The Scottish Covid-19 Inquiry has already spent nearly £8m – despite not holding any public hearings.
The independent probe, set up and funded by the Scottish Government, is examining how the country responded to the pandemic.
It has so far cost £7.8m, according to figures released on its official website.
The inquiry said the costs of staffing, renting premises and IT all contributed to the figure.
It was set up in February 2022 but has already faced several delays, including the resignation of its former chairwoman Lady Poole, who was later replaced by Lord Brailsford.
The inquiry is currently collecting experiences from the public.
Its first preliminary hearing will take place next month where more detail of proposed hearings are expected to be announced.
In October, it’s expected it will hold an impact hearing around how the health and social care sector was affected by Covid.
These will last until December.
In January, the UK Covid-19 Inquiry will sit in Scotland.
That probe has already heard from Nicola Sturgeon, former Scottish chief medical officer Catherine Calderwood and the ex-Scottish health secretary Jeane Freeman.
The two inquiries have agreed not to overlap on work which means the Scottish inquiry will not resume until February 2024.
It will look at issues such as pre-pandemic planning, how the country went into lockdown, the supply of personal protective equipment and how Covid spread through care homes.

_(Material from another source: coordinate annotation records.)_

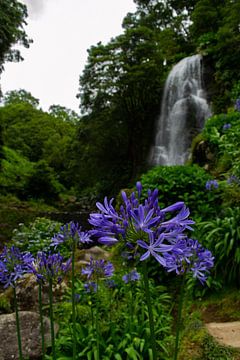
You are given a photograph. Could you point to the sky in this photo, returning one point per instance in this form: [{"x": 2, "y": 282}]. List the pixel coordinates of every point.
[{"x": 62, "y": 31}]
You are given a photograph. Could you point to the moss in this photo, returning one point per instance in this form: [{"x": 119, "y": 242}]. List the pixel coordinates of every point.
[{"x": 196, "y": 342}]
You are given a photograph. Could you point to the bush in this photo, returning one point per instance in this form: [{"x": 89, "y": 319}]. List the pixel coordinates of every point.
[
  {"x": 222, "y": 237},
  {"x": 36, "y": 236},
  {"x": 184, "y": 183}
]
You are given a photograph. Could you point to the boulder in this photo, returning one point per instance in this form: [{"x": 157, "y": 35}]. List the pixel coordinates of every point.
[{"x": 30, "y": 334}]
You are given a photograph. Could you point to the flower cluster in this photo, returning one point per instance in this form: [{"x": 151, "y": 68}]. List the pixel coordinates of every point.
[
  {"x": 131, "y": 276},
  {"x": 144, "y": 230},
  {"x": 13, "y": 265},
  {"x": 97, "y": 269},
  {"x": 233, "y": 179},
  {"x": 237, "y": 105},
  {"x": 211, "y": 184},
  {"x": 49, "y": 267},
  {"x": 226, "y": 126},
  {"x": 71, "y": 232}
]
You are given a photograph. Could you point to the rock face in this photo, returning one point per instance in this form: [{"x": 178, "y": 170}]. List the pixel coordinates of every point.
[{"x": 30, "y": 333}]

A spokesman for the Scottish Covid-19 Inquiry said: “Costs involved with establishing and running an inquiry include staffing and infrastructure, such as IT systems, equipment, premises, and resourcing the legal, policy and other teams required to investigate the devolved strategic response to the pandemic.
“The legal team continues to carry out investigations and gather evidence.
“Work is ongoing towards the inquiry’s first public event, a presentation on the epidemiology of Covid-19 to be held on 26 to 27 July in Dundee, as well as a preliminary hearing in August, and further hearings on the impact of the pandemic on health and social care from October.”